From my experience estimates such as t-shirt sizes or story points should not directly be linked to concrete times because this mitigates their purpose. Typically their purpose is to focus on complexity of a task which can be estimates with relative to effort to provide a cost-efficient means to estimatation.
You could ask yourself what is the reason the team gives estimates in t-shirt sizes rather than man hours in your situation.
Would you gain the same benefits when directly giving an estimate as a range of hours? If this is the case, then just do this and do not bother to map these to t-shirt sizes. If this is not the case, you should just stick to t-shirt sizes and perform any additional considerations on top of that.
If the team gives estimates in t-shirt sizes, it is still possible to derive estimates on required effort or time to completion. However, this should be a process separate from the estimation of complexity, as this burden cannot be put upon the team without mitigating the advantages of the estimation process.
It should rather be seen as a forecasting process that takes into account certain empirical values such as the average time tasks estimated with certain t-shirt sizes took to complete in the past and provides a forecast based on this data.
The main point is to provide an environment in which the team gives estimates based solely on their true understanding of relative sizes rather than being influenced by project-management considerations.

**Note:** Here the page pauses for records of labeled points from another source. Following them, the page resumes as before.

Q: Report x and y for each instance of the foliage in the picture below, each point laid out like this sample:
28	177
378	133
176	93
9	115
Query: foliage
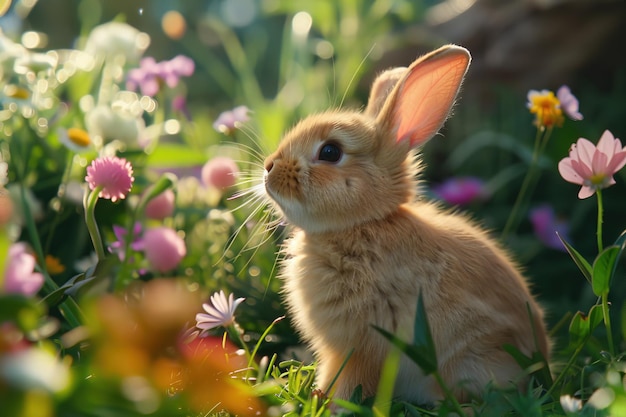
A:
112	329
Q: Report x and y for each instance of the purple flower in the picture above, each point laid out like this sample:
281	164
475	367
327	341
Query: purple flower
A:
229	120
120	244
569	103
19	277
546	226
150	74
460	191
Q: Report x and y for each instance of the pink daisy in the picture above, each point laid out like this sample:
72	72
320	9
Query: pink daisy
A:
593	166
114	175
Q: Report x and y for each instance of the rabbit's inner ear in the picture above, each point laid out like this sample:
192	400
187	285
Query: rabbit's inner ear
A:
421	101
382	86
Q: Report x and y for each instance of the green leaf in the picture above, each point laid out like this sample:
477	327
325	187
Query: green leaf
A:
579	328
172	155
422	351
583	324
583	265
603	269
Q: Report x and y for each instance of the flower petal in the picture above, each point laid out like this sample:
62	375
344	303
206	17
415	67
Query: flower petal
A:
586	192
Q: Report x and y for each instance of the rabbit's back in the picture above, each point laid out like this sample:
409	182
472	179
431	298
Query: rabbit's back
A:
340	284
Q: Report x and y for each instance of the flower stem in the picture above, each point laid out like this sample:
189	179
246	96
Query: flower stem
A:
599	226
69	308
541	139
607	321
90	219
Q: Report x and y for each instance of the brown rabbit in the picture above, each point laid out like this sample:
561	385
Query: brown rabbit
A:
364	246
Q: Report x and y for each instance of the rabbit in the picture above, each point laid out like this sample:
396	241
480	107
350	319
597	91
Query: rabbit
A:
364	245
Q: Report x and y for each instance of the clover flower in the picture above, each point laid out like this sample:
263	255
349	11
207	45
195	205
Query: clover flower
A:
113	175
460	191
229	120
163	248
592	166
150	74
19	277
119	245
220	172
548	227
220	312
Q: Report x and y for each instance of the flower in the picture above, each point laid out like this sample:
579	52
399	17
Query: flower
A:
220	312
35	369
120	244
546	107
163	248
74	138
569	103
219	172
118	121
571	404
593	166
161	206
460	191
546	226
114	39
19	277
113	175
229	120
150	74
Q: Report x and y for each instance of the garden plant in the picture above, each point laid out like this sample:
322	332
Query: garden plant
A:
138	252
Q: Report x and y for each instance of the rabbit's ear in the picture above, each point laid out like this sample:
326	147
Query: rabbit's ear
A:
421	100
381	87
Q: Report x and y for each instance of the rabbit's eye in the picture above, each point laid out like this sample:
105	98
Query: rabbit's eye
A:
330	152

If separated in this way, neither the estimates nor the forecast can be really wrong. Of course the team might be wrong on their estimate of relative sizes but this is to be expected due to the limited knowledge at the time of estimation which lies in the very nature of all estimation activities. The actually required effort or time to complete a task might also differ from the forecast, but, again, this lies in the nature of forecasting ans its probabilistic nature. The best you can aim for is reach a high likelihood rather than a low one.
What you can tell the customer is that based on your past experience with tasks whose complexity has been estimated similarly, that it will take a certain amount of effort, or more precisely you should provide a likelihood that it will fall into a certain range of effort. Here, you can use a wide range of estimation techniques and statistical methods.
From my experience, it can be worthwile to go through the difficulty of trying to clearly communicate the nature of estimation of complexity and forecasting effort to set up realistic expectations. The message should be that you have a common interest in forecasting requires effort so that the customer can take informed decisions. A situation in which effort estimates are negotiated between to opposing parties should be avoided.